We the news media are part of the problem, symbolized—even 46 years since the Kerner Commission report, which called for diversity within the news media—by the glaring absence of people of color in American newsrooms and in key editorial decision-making positions. Mostly, it is crystalized by the media’s lack of parity concerning our portrayal.
I’m not saying don’t report the news, the truth. Only that we need to report the whole truth. To strike a balance in the stories we produce about black males—about black life in general.
I’m saying that there exists a treasure trove of stories to be written about functional black life. Stories of so many good men and women—coaches, teachers and parents—living by the rules and playing by the rules, and making a real difference.
Whether that narrative framework is academics or sports, or something else, the news media have a moral obligation to go out and find and then tell those stories.

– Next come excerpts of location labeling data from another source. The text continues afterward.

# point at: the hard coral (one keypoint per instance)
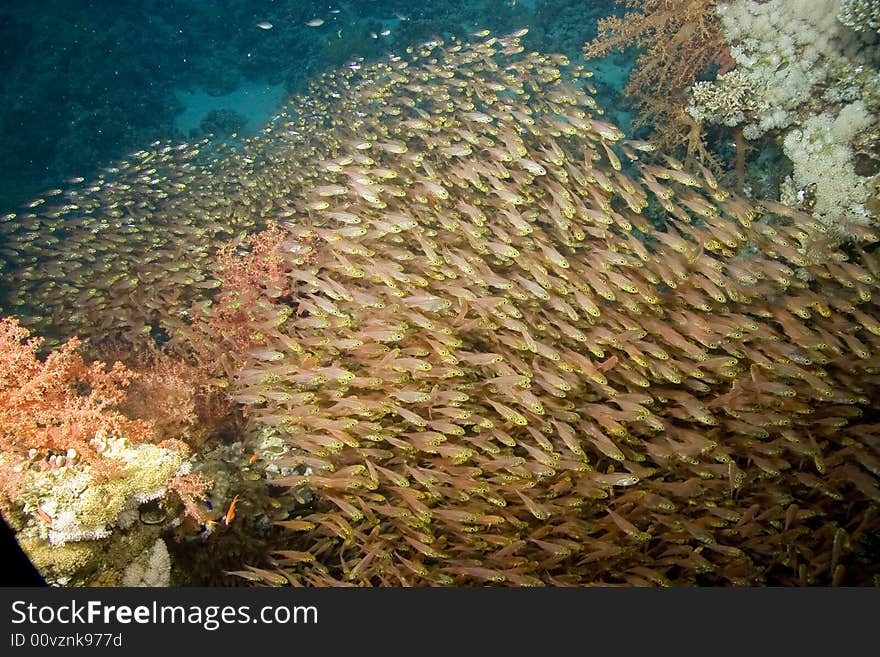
(491, 367)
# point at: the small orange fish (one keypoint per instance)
(230, 513)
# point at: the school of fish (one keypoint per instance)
(504, 343)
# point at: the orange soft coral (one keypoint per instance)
(60, 403)
(681, 40)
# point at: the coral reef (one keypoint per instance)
(77, 477)
(802, 76)
(679, 41)
(824, 164)
(860, 15)
(479, 339)
(487, 377)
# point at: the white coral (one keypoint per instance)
(823, 162)
(153, 568)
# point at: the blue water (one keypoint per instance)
(87, 82)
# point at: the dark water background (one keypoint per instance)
(87, 82)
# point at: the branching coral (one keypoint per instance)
(681, 40)
(488, 343)
(73, 468)
(486, 377)
(54, 408)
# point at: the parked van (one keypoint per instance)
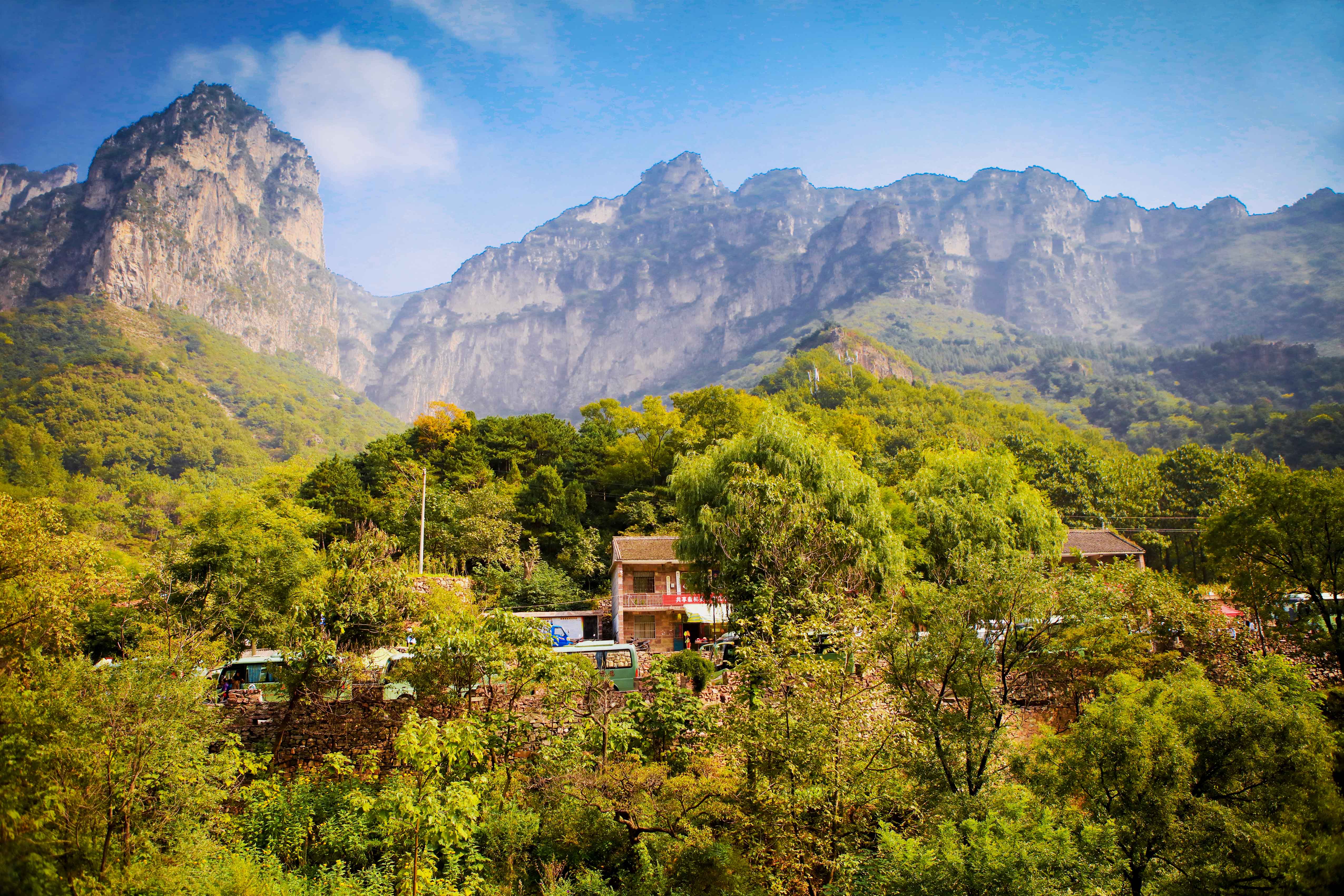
(253, 671)
(382, 661)
(722, 653)
(616, 661)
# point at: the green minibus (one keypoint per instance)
(616, 661)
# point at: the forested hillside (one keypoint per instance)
(120, 414)
(924, 695)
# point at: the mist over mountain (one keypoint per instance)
(676, 284)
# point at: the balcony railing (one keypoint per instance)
(637, 601)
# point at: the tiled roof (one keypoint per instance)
(1098, 543)
(644, 547)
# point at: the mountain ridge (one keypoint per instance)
(678, 283)
(752, 269)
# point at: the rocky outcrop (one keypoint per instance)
(206, 208)
(19, 186)
(864, 351)
(364, 323)
(682, 280)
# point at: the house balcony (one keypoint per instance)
(662, 601)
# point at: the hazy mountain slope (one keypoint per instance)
(364, 323)
(683, 283)
(206, 208)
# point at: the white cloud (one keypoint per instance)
(236, 65)
(359, 112)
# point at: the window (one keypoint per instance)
(617, 660)
(643, 627)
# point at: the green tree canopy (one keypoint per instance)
(979, 500)
(777, 518)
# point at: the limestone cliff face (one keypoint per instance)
(19, 186)
(206, 208)
(681, 280)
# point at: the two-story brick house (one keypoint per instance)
(650, 601)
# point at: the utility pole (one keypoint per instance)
(424, 490)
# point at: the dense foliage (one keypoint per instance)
(925, 696)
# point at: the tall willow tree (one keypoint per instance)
(783, 523)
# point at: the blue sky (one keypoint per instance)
(443, 127)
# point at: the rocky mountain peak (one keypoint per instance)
(205, 206)
(784, 187)
(681, 179)
(19, 186)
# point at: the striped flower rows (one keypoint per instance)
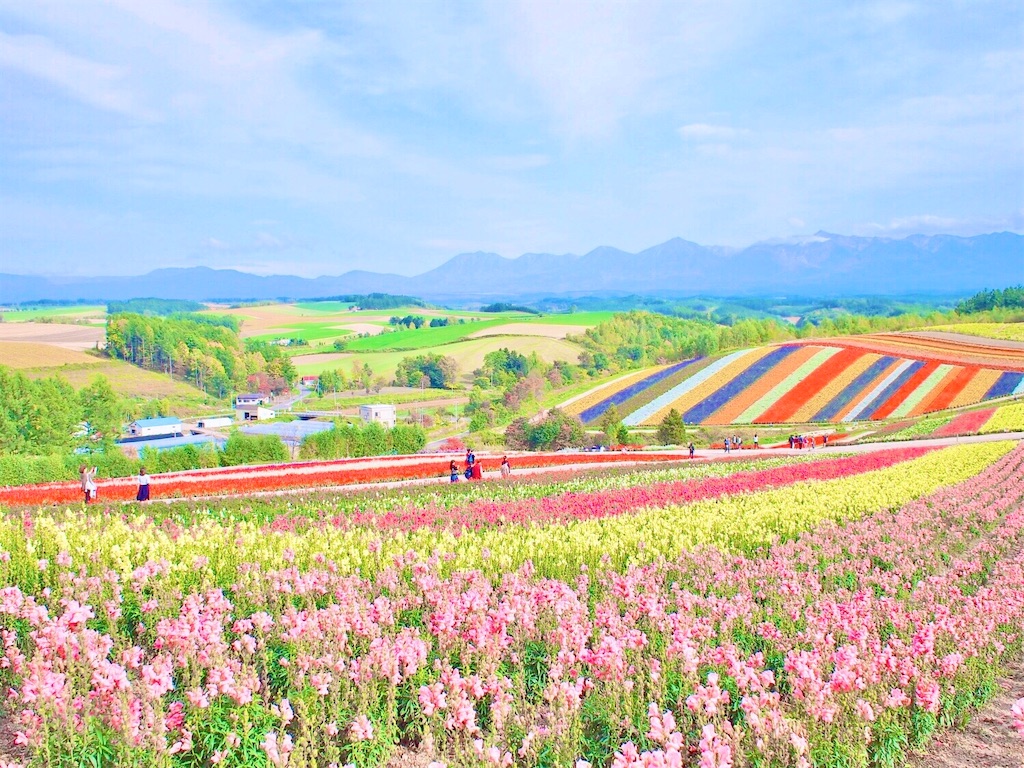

And the public has a right to demand it.
Recently, I too celebrated the success, poise and character of the Jackie Robinson West All Stars—the little boys who captured our hearts and this year’s Little League World Series national title. It was refreshing to see their brown faces—their positive images—in the media, even if I know they had to achieve the almost impossible dream to receive such ink and public light.
I also understand that there are so many others like them. Men like Kelvin Oliver and George “Kirby” Green whose Cubs this summer found baseball and coaching a vehicle for teaching little boys lessons for life.
I asked Oliver, who has coached baseball for many years, what his greatest moment or season of coaching has been. He spoke about some other good seasons in the past, of boys he has had the privilege of coaching but who now are grown, including his own son. There is nothing like coaching your own son, he assured, reflecting. Then he paused.
“They’re all my sons,” he said.
They are his. And mine and every other man willing to stand up to help these boys within our community and beyond, who, without our help, just might be lost. Boys like those I had the privilege to meet while covering The Sweet Season.
Good boys. Not a menace among them. And a more hopeful portrait of black life in America.